Отвечал Куку Горький. Он отвечал односложно, заявил, что не умеет говорить и что речь Кука потрясла его. Тут он вынул платок, прослезился, стал обходить стол, жать по очереди руки присутствующих.
— Алексей, — сказал ему вполголоса Скиталец, — ещё немного, и мы станем с тобой знаменитыми ораторами. Ты подаешь надежды.
Скиталец, Валентин и я затеяли спор о русской литературе. Скиталец доказывал, что русский народ, вопреки ходячему мнению, мало одарён художественными талантами.

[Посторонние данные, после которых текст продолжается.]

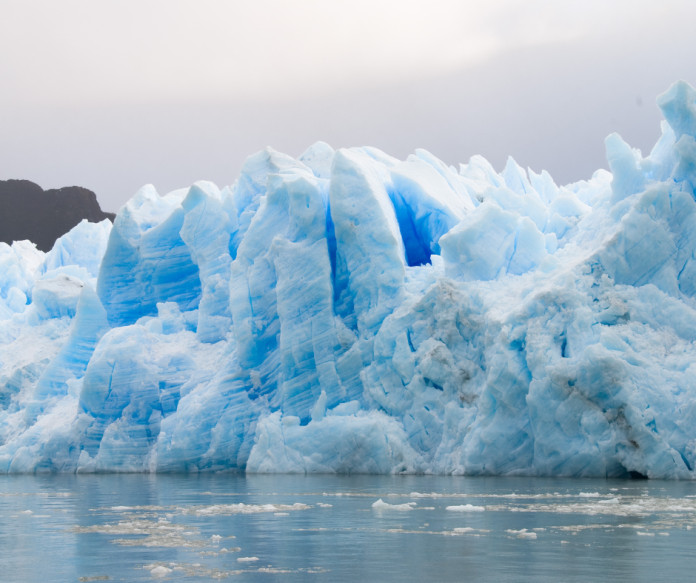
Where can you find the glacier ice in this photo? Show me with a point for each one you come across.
(350, 312)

— Настоящий коренной русак, — басил он, — это костромичи и ярославцы. Они хитры, деловиты, практичны. Они — люд торговый, оборотистый, но лишённый художественных чувств. В литературу, заметьте, они ничего не внесли, они не дали ни одного крупного художника. Всё, что у нас есть великого, прекрасного в искусстве, — от Востока, от Азии, от татар, от евреев, словом, от инородцев. Посмотрите на Толстого — лицо татарское, Плеханов — татарский отпрыск.
Горький соглашался со Скитальцем, говорил о западном влиянии и издевался над русским лаптем.